Consider the pyramids. We know them to be tombs, but much about them is lost. We don't know (exactly) how they were built. We don't even know how many there are, since many have decayed. People claim that the pyramids are cursed, but that's just what they'd say if the pyramids actually were toxic or radioactive and all who entered died painfully. If the pyramids were built to contain some evil, current generations are unaware of that evil and have entered and plundered most or all of the pyramids. Another mystery is the sphinx. What is it for, and why is it there? It could have been intended to frighten away would-be intruders, a job it has not done well. Nobody knows when, why, or by whom the sphinx was built, or even if it should be called a "sphinx" (legendary sphinxes were winged and had female heads, and were a Greek legend anyway, not an Egyptian legend). Now I don't really believe that the pyramids are ancient Egypt's nuclear waste dumps. But the point is we don't know much about them, and much of what we do know we only learned by entering the pyramids. What would happen to a future society that broke open our poisonous nuclear time-capsules?

The problem is that we're no good at transmitting information across the ages. We can't even transmit an automobile across a few decades. The folks of Oklahoma thought, in 1957, that their car was safely stored for future generations, but when it emerged it was a rusted heap. Every document printed on thermal paper will disappear when it's a few months old. Documents printed with ink jets fade after a few years, even if the paper and ink are so-called "fade resistant". And in the 1980s the BBC tried to digitize the Domesday Book in a multimedia presentation, yet the computers used for this project are obsolete, and broken, and all the data is essentially lost. Ironically the original book, over 900 years old, is still around and perfectly readable, but the fancy digital version lasted only 15 years.

The Domesday project used custom computers to achieve a goal that wasn't practical on contemporary PCs, and thus, in a sense, sealed its own fate.

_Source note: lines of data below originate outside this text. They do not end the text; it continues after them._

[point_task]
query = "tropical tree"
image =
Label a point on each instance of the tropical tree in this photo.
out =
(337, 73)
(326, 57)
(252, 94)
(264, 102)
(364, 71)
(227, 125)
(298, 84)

But even modern software, designed to transmit information from one person to another, is falling to decay. These days PCs don't have floppy drives anymore, and lots of people don't even remember that there were dozens of floppy disk formats before the ubiquitous 3.5" floppy. Most of these are essentially unreadable to most people, and for archivists who need to access these old disks, doing so relies on hardware that is no longer manufactured and which nobody can service. The only solution to this is to re-archive all the data every few years onto newer storage devices. But the physical storage is the easy part.

The hard part of accessing the old file formats is the fact that these file formats are often designed to work only with a single program. These programs often won't work on modern computers, which leaves us with no way to access the data. Microsoft suggests running virtual computers with old software but even this will only solve the problem so far. The real, long-term solution is to use open file formats with clear semantics and documentation. This way it will be easier for archaeologists to reconstruct the old text when they dig up an old digital file.

Over time digital storage of information will be a great benefit to society, but if the information isn't archived properly it will all disappear. And even if we keep it, there's no guarantee that future generations will know how to use it. In some sense society fell into decline after the fall of Rome, and information was lost; over time people regained their lost knowledge, but can we be sure our current knowledge will be preserved? Or will we build devices meant to store our toxic waste, and our society's collective history and knowledge, only to find that the latter failed our descendants and thus the former injured them, because they had no way to know what it was?